Ses premières poussières prises, il feula de colère lorsque l'on sonna à la porte. Rien ne le dérangeait plus que d'être interrompu lorsqu'il nettoyait.

Mais là aussi les ordres étaient clairs : hors de question d'ignorer une personne qui se présentait au domicile. C'était peut-être important. Ainsi, il posa son plumeau et rejoignit la porte d'entrée non sans râler. Il ouvrit.

Un énorme bouquet de fleurs se présenta à lui. Énorme à tel point que le crétin derrière n'était pas visible. Levi commençait à s'agacer. A coup sûr, répondre n'aurait été qu'une perte de temps.

« Oui, c'est pour quoi ? » lâcha-t-il d'une voix traînante.

Le bouquet s'abaissa. Un visage radieux apparut derrière. Doté d'immenses yeux verts et d'un sourire éclatant. Levi déglutit.

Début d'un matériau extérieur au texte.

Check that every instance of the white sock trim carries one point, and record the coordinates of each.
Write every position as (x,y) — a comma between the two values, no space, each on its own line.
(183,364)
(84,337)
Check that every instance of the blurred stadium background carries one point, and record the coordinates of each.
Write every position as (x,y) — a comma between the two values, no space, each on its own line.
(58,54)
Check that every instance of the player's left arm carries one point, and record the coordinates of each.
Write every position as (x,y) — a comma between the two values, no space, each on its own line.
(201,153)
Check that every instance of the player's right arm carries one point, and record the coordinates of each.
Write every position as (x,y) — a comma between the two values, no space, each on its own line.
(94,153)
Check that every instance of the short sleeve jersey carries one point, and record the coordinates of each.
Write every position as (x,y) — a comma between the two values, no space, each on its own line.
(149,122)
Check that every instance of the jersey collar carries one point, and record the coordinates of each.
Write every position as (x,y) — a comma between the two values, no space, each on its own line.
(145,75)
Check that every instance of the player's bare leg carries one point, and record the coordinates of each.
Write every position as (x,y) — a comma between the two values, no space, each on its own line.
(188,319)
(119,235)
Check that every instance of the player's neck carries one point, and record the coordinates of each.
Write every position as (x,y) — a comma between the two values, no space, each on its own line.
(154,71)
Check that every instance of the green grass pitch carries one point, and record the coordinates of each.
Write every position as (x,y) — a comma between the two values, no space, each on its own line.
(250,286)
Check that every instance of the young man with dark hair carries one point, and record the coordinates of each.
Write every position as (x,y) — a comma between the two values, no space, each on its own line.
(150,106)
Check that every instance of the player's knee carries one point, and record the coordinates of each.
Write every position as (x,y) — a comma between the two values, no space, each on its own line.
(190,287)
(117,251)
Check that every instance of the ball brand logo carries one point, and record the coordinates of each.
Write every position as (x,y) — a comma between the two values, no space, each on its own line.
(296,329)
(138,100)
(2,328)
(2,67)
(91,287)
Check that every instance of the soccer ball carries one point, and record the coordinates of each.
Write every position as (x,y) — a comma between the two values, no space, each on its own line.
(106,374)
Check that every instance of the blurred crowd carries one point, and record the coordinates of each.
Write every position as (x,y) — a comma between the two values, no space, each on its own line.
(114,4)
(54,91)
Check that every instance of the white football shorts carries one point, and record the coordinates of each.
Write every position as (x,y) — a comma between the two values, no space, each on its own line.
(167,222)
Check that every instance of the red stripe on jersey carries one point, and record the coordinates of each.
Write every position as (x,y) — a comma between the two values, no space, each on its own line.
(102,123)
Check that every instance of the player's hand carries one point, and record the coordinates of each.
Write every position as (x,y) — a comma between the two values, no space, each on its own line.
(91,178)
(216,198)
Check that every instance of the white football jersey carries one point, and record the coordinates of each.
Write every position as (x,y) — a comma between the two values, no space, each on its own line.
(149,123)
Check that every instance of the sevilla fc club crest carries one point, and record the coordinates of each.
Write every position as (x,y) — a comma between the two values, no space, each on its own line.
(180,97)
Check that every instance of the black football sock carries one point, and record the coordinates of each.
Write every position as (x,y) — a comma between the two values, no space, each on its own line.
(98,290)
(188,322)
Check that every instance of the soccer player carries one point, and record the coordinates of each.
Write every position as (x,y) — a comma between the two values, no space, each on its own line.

« Eh Levi ! Je suis désolé, j'ai pris un peu de temps à te retrouver, mais mieux vaut tard que jamais, n'est-ce pas ? Je suis venu honorer ma promesse ! »

Levi cligna des yeux.

« Tu te souviens de moi, hein ? Allez, prends tes affaires et suis-moi. Les gens ici sont prévenus de ton départ. Ils sont plutôt contents, d'ailleurs... »

Levi crut qu'il rêvait. Mais tel un automate il obéit à l'apparition angélique venue lui déclarer le retour du bonheur.

Si c'était un songe, bon dieu qu'il était à la fois bon et cruel. Si c'était la réalité, il l'avait enfin retrouvé. Celui qu'il avait tant attendu. Ce petit merdeux trop optimiste. Le gardien de son cœur.


#cliché, on peut le dire. Pis ce final... ok, j'en suis pas totalement satisfaite.